Un método de argumentación basado en la simpleza y la comprensión inmediata.
De nuevo, el “sentido común”, ritornello favorito de Rajoy,
sustenta este procedimiento. Formas de razonamiento y esquemas mentales
al alcance de todos hacen posible que las ideas y soluciones impuestas
sean aceptadas como conclusiones propias, expresiones de un pragmatismo
irrefutable y del interés colectivo. Se apela así a espacios imaginarios
de consenso de los que el oponente no puede autoexcluirse: “No es una
cuestión de izquierdas o de derechas, sino de sentido común”, afirma Alicia Sánchez-Camacho.
El
eufemismo, la atenuación y la exageración, el defender premisas
contradictorias, se han normalizado en el repertorio retórico
derechista: Rajoy afirma que hará
“cualquier cosa que sea necesaria, aunque no me guste y aunque haya
dicho que no la iba a hacer”. La reducción de profesores interinos “no
se puede plantear en términos de despidos —alega el ministro Wert—, sino
de no renovación de contratos”. Beteta generaliza burdamente: los funcionarios “deben olvidarse de tomar el cafelito, deben olvidarse de leer el periódico”.

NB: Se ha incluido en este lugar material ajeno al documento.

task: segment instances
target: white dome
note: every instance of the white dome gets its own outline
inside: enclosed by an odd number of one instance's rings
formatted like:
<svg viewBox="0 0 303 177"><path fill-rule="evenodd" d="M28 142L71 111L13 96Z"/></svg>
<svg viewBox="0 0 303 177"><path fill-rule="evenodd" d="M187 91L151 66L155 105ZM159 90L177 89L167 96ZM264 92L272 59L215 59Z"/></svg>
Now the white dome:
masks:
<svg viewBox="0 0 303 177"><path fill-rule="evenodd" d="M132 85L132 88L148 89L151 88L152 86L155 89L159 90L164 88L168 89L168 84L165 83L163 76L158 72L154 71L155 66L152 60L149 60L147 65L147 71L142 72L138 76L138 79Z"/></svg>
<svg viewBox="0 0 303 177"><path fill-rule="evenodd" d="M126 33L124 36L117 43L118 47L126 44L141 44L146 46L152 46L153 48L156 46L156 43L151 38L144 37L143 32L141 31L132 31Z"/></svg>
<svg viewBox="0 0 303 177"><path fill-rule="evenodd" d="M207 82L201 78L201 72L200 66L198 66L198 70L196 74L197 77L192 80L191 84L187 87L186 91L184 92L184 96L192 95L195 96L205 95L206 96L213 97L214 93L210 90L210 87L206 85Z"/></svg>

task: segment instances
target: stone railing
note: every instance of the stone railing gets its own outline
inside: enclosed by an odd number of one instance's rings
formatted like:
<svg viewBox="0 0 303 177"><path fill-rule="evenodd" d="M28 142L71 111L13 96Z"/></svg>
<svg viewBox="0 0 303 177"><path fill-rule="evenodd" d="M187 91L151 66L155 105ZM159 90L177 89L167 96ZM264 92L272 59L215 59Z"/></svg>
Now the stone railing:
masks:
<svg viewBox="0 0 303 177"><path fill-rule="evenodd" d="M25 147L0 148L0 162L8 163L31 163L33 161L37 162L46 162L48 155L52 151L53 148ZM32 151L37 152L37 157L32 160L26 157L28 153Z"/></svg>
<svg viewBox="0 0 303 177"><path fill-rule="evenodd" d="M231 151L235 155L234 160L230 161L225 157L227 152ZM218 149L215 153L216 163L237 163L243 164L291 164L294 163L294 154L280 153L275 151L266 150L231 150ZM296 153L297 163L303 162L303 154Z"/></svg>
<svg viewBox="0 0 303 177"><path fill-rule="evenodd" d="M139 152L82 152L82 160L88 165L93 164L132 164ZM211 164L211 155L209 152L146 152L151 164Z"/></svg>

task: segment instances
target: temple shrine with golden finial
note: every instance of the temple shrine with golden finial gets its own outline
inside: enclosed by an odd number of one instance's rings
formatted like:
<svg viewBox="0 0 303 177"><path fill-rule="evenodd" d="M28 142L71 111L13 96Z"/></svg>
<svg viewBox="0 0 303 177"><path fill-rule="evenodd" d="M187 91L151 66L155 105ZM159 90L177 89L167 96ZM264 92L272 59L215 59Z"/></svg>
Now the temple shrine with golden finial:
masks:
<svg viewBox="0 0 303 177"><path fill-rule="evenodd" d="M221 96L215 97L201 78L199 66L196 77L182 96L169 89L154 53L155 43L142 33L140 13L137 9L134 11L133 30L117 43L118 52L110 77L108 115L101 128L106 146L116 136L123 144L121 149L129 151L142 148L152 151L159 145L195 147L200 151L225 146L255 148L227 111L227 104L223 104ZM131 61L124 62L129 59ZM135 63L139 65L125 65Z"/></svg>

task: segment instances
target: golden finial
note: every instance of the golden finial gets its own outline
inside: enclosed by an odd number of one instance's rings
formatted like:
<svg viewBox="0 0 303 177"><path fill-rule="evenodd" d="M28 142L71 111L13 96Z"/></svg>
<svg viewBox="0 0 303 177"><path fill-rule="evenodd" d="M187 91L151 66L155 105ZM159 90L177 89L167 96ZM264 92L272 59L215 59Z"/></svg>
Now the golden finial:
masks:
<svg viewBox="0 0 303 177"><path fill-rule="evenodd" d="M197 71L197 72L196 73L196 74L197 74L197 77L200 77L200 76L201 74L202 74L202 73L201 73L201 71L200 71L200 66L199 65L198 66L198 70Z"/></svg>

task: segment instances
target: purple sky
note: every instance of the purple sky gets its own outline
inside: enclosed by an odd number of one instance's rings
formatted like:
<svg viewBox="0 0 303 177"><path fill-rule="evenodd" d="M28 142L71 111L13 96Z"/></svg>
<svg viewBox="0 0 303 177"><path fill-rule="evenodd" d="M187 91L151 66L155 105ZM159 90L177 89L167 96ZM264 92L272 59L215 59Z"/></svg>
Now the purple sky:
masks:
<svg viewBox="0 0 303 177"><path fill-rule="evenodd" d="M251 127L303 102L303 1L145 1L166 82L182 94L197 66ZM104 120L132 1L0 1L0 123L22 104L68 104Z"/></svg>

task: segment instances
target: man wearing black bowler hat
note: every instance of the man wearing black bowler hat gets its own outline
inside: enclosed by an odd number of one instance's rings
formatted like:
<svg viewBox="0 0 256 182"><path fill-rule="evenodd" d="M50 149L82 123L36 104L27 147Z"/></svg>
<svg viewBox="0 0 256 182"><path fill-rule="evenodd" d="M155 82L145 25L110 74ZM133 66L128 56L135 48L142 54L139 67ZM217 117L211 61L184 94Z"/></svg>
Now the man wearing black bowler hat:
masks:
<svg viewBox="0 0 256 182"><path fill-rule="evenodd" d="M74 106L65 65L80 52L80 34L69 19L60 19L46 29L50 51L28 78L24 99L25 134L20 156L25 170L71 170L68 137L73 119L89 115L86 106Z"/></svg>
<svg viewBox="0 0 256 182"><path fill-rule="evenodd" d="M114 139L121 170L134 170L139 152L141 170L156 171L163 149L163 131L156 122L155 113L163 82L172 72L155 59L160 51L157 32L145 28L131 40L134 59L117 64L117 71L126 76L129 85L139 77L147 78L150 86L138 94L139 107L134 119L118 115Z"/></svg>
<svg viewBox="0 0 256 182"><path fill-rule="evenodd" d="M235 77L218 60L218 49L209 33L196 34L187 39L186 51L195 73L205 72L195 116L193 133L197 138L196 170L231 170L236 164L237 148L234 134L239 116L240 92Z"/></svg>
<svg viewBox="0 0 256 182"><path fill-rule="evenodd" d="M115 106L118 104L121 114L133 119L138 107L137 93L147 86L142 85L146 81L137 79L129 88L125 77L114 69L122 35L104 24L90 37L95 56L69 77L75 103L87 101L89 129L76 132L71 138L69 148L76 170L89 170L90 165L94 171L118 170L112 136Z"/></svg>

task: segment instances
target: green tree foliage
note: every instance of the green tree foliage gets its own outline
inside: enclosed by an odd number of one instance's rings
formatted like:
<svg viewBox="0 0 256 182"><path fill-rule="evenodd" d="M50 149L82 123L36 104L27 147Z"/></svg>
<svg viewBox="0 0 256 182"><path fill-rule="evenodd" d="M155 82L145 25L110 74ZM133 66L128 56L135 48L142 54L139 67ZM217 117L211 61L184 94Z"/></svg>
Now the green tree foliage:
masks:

La construcción de marcos de sentido.
La
acción del gobierno de Zapatero era tachada de improvisada, mendaz e
insensata. Establecido ese marco, cualquier medida gubernamental
corroboraba la imputación general y así se lograba una
incontrovertibilidad que desconocen las fórmulas dialogantes. En el
espacio público se tiene más poder cuando se controla el marco de lo
decible y discutible. La derecha es magistral utilizando esta
estrategia, pero tras una prolongada degeneración de la vida pública, de
la que el PSOE es corresponsable, se ha consolidado una visión
consensual indistinta de la lógica del sistema: no hay más que una
realidad y ninguna opción para interpretarla.
Una táctica de “orquestación”.
La
reiteración machacona de una consigna (y no de un argumento, como
sugiere la equívoca noción de “argumentario”) a varias voces, en
momentos y lugares distintos, es habitual: “los interinos han entrado a
dedo”, “los sindicatos viven de las subvenciones”, “los profesores
trabajan poco”, etcétera. “Lo que digo tres veces es verdad”, afirmaba
el Bellman de Lewis Carroll. La derecha saca partido de esa
“performatividad” que rige la economía de los enunciados públicos:
cuando un comportamiento es reiteradamente reputado de normal, se tiende
a normalizarlo; o a estigmatizarlo, si se le ha tildado repetidamente
de anómalo.
La fijación de estos mecanismos gracias al poder amplificador de los media.
Los
medios funcionan como laboratorios discursivos que difunden las nuevas
expresiones y consignas, y los asesores preparan declaraciones
inmediatamente traducibles a un titular. Inversamente proporcional al
impacto de estos mensajes resulta la capacidad de contestarlos: los
análisis críticos se disuelven en un aluvión de artículos, columnas y
editoriales que logran una difusión e influencia mucho menor.
La moralización del discurso público.
La
política contemporánea se desvía hacia un registro moral, explica
Rancière. Pero el moralismo de la derecha desconoce las razones del
otro: bueno o malo, normal o aberrante, son calificativos atribuidos de
modo categórico y sin margen de discusión, apropiándose la universalidad
de la noción en disputa, como señala Zizek. Las “personas normales,
sensatas…, españoles de bien” a que apela Rajoy son indudablemente de derechas. Cuando encubre su integrismo moral la derecha incurre en la paradoja política: Ruiz Gallardón pretende
asumir la defensa de los derechos de las mujeres y la lucha contra la
“violencia estructural” que padecen con una contrarreforma de la ley de
aborto limitadora de derechos y que refuerza la violencia legal.
Muchos
ciudadanos nos sentimos justamente indignados por lo “descarado” de
estos procedimientos. Y quizá sea en esa desfachatez, pérdida del
rostro, donde podría cifrarse tanto su fragilidad como la inquietante
capacidad de contagio de sus postulados.
Gonzalo Abril (UCM), Mª José Sánchez Leyva (URJC) y Rafael R. Tranche (UCM).